Teeth were out before he could blink. “Be of service to no one, Diamond.”
*
“Ah, dee friends are back!” Ullumon stood outside his door, draped in satchels. He pointed his staff at Leebu, switching back to cat speak. “Did he teach you? Show you things of the jungle?” The boy looked over at Leebu.
“Yes. Quite.”
“Good. Then we are ready to get started.”
Perhaps a boy is normal; he who trots off into a great wilderness. Perhaps so, but his remarkable zest and light-footedness may have come, at least partly, from the God’s Broth coursing through his veins.
Ullumon told Conabitt the three of them were to walk to a glade. There, further instructions would be given. Getting into a “glade”—something Conabitt imagined as a small sort of opening—would once again require parting the jungle wall. Inside, it puzzled the boy that the throaty sound of frogs and insect trills remained as he’d always heard them. Those monkeys had spoken, more or less. Leebu orated better than his father’s most versed house servant. Conabitt turned to ask the old man of this, but the sight of him prompted Conabitt to wait.

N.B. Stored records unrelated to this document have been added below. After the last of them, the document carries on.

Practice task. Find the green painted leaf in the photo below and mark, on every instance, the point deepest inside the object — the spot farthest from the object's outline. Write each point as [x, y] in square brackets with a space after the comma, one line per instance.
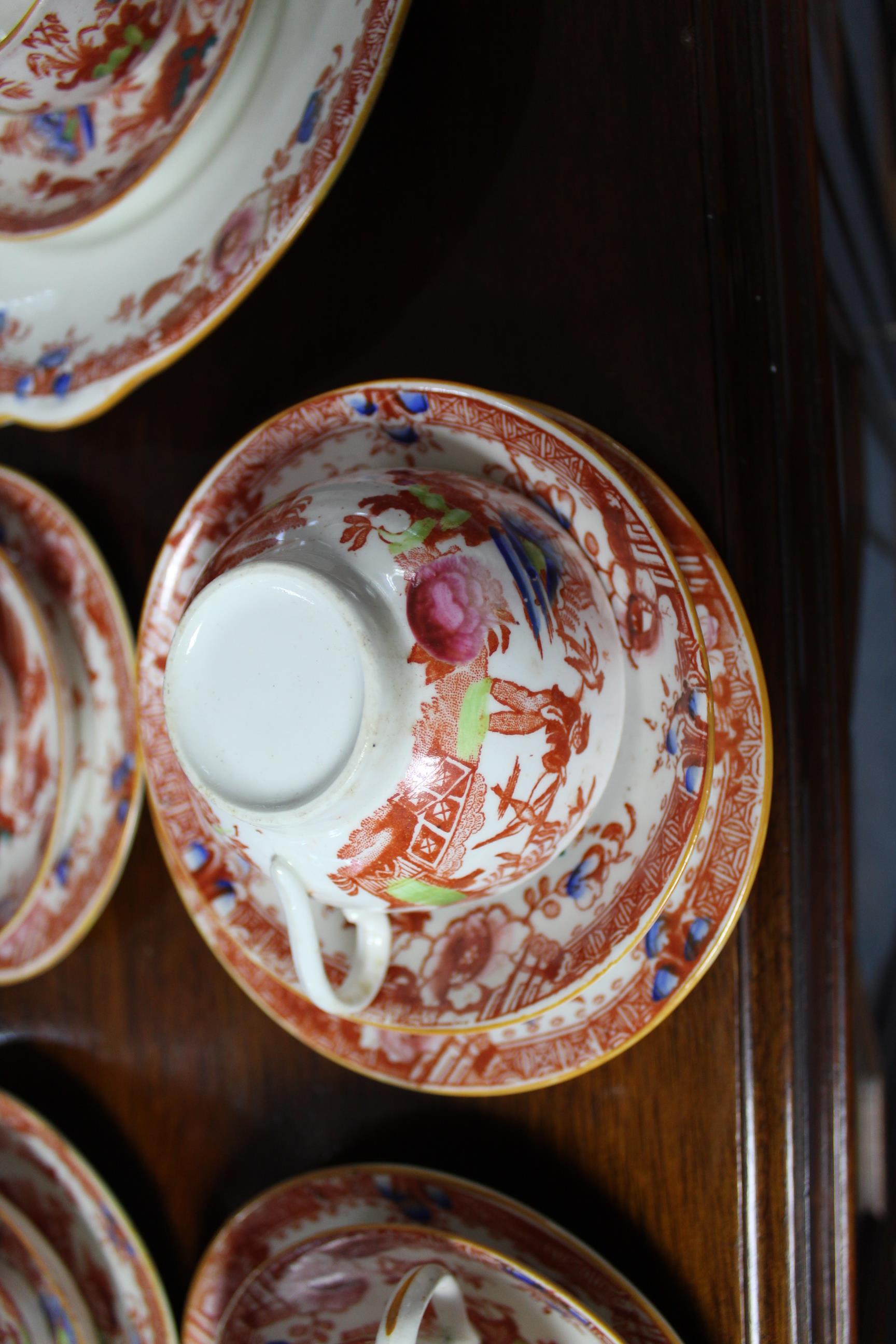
[422, 894]
[415, 535]
[454, 518]
[535, 554]
[473, 721]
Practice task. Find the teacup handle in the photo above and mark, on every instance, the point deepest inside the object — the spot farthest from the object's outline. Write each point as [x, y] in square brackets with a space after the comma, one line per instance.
[370, 960]
[406, 1307]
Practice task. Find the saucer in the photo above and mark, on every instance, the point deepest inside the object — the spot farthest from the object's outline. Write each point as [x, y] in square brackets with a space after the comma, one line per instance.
[338, 1286]
[26, 1252]
[33, 750]
[343, 1197]
[539, 944]
[81, 604]
[61, 169]
[635, 995]
[65, 1199]
[88, 315]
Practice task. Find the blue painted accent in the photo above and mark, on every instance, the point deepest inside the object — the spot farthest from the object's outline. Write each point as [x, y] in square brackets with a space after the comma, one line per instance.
[697, 934]
[197, 855]
[656, 939]
[87, 125]
[664, 983]
[123, 772]
[311, 117]
[414, 402]
[519, 577]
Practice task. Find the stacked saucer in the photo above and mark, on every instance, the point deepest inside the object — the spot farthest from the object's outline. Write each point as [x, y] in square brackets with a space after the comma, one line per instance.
[613, 917]
[156, 158]
[71, 788]
[330, 1254]
[72, 1266]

“Do you need a hand?” Conabitt said. The old man focused intently on the ground, already huffing and grunting over fallen, spore-ridden trees. Leebu lagged behind, his long tail leisurely flicking as the Lathairboni struggled.
This was the way of it, long through mazes of green, up a small hill where the Suelan sky peeked down eternal blue, down a slope and into bush that began giving way.
The boy couldn’t help but wonder how the old man had managed the night before. “Did he ride a hyena back to the hut?” the boy would have asked Leebu, imagining the cat would have chuckled that dry, sinister smirk again. “Are you unwell?” he spoke aloud.